27 November 2020 / product hunt

How Not Implement Html Editor

If someone says, "Tell me about a technical failure you made", this is the story I'm going to share. ?

For the Product Hunt Collection project, I needed to implement a WYSIWYG HTML editor. The two choices at that time (March 2017) were Draft.js and Slate. I decided to go with Slate. It was easier to understand and had great examples that fit our needs.

Slate is a sound library and still serves us well to this day. The mistake I made was in the way I applied it to our project.

In the frontend, I wrapped and exposed Slate via:

HTMLInput - React component that encapsulates the Slate HTML editor. Used in forms.
slateToHTML - function which converts the Slate Editor state to a React component displaying its output HTML.

This encapsulation worked quite well.

<!-- HTMLInput in a form -->
<Form.Field name="description" control={HTMLInput} />

<!-- show HTML content -->
<p>{slateToHTML(collection.description)}</p>

Slate represents its state with a big nested JS object called the Editor. For the backend, I decided to store the Slate Editor state directly in a "JSONB" column.

My reasoning was the following:

It will make the code simpler.
- I only need to get the editor's state and pass it to the backend. Then, from the backend, put it back into Slate via slateToHTML.
It will be more secure because we don't deal with raw HTML, and I can validate the JSON structure in the backend via GraphQL input types.
We will have only 1~2 slateToHTML conversions per page, and there won't be a significant performance hit.

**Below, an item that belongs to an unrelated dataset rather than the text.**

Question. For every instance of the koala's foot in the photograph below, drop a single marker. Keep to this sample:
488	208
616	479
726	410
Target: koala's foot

It took me a couple of days to build and ship a working HTML editor powered by Slate, but then...

What went wrong

The first bad sign was when we needed to send an email containing HTML generated by Slate. We needed to write a converter in Ruby that turned the Slate Editor state into an HTML string. Now, we had two places where we defined what our HTML Editor capabilities were. ?

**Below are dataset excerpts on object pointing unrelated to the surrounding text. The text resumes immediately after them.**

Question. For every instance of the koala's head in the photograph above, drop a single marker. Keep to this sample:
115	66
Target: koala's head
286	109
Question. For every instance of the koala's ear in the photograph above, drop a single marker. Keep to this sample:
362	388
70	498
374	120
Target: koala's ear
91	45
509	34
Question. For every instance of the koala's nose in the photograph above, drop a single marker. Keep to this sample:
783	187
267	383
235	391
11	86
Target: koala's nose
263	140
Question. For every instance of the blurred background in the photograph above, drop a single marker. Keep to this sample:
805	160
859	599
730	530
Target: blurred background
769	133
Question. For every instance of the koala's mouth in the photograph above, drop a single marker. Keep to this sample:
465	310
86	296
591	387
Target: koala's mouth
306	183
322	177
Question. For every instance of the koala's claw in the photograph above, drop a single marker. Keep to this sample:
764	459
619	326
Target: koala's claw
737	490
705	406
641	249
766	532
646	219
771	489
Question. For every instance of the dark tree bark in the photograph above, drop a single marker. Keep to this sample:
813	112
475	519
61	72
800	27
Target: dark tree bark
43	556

Then Slate changed the structure of its Editor state and records in our database couldn't be directly passed to Slate. We used our Ruby converter and extended it to be a translation layer between the old and the new Slate Editor formats. We were doubling our work. ?‍♂️

There were many smaller annoyances like searching in HTML fields or validating based on HTML length. ?

We also needed different places to allow/disallow certain HTML and custom elements. We only validated this in the frontend, because validating Slate structure per field was tricky. ?

This was combined with an increased number of places that used Slate like Comments, Ship Messages, Goals, and others. We started hitting performance issues. ?‍♂️

Those issues started arising one by one in the span of a year. We were in boiling frog mode. Every fix was a workaround and made our system slower and more complex. ?

How we fixed this

We got stuck on an outdated Slate version - 0.19.30. It had a lot of bugs. The latest version at the time was 0.44.9 ?

During this time, we were working on Product Hunt Stories and needed to tune Slate even more. David was the person who took the challenge to fix our Slate issues.

The first step was to eliminate slateToHTML and just use sanitized HTML as string. The GraphQL API used the Ruby converter to return strings instead of Slate Editor objects.

David made HTMLInput to accept HTML as a string and convert it to Slate Editor state. With this, our frontend was thinking we deal only with strings, not JS objects.

It was a challenge to handle custom elements. There were a lot of those like the YouTube player, Tweets, gallery, and others. Those are now just simple HTML elements with data attributes:

<div data-component="tweet" data-tweet-id="1321095097883205632" />

Slate can parse those and convert them to React components like SlateTweetEmbed or SlateYouTubePlayer.

A special model concern was added to deal with HTML sanitization and validation:

class SomeModel < ApplicationRecord
  include SlateFieldOverride

  # "mode" defines which HTML tags are allowed
  slate_field :body, html_field: :body_html, mode: :everything
  
  # ...
end

The hardest thing was to migrate the database data. Fortunately, this went without any issues.

Our Ruby converter was battle-tested because it was already used to convert data for the frontend.

David migrated table by table, starting with the less relevant ones and eventually converting all of them.

The code for the migration looked something like:

Comment.not_migrated.find_each do |comment|
  comment.update!(
    body_html: Slate.to_html(comment.body),
  )
end

Having HTML to be stored just as string solved all issues we used to have:

rendering HTML in React was fast
display in emails
allow/disallow certain tags per field
easier search in HTML fields
simpler data model

Lessons learned

Don't depend on structures coming from places you don't control (like external libraries) - build a translation layer for those.
Isolate external dependencies, so they only have one input and one output - if we didn't have the centralized HTMLInput and backend renderer, we would have had a lot of more issues.
When adding a core component like a WYSIWYG Editor, which you expect to be widely used in your system - spend extra time to think through how its use is going to be expanded.
Not being able to update a dependency sign that you haven't isolated this dependency enough.

Conclusion

I think our whole team and I learned a lot from this blunder. I hope it won't take us so much time to realize and course correct when we make such mistakes in the future.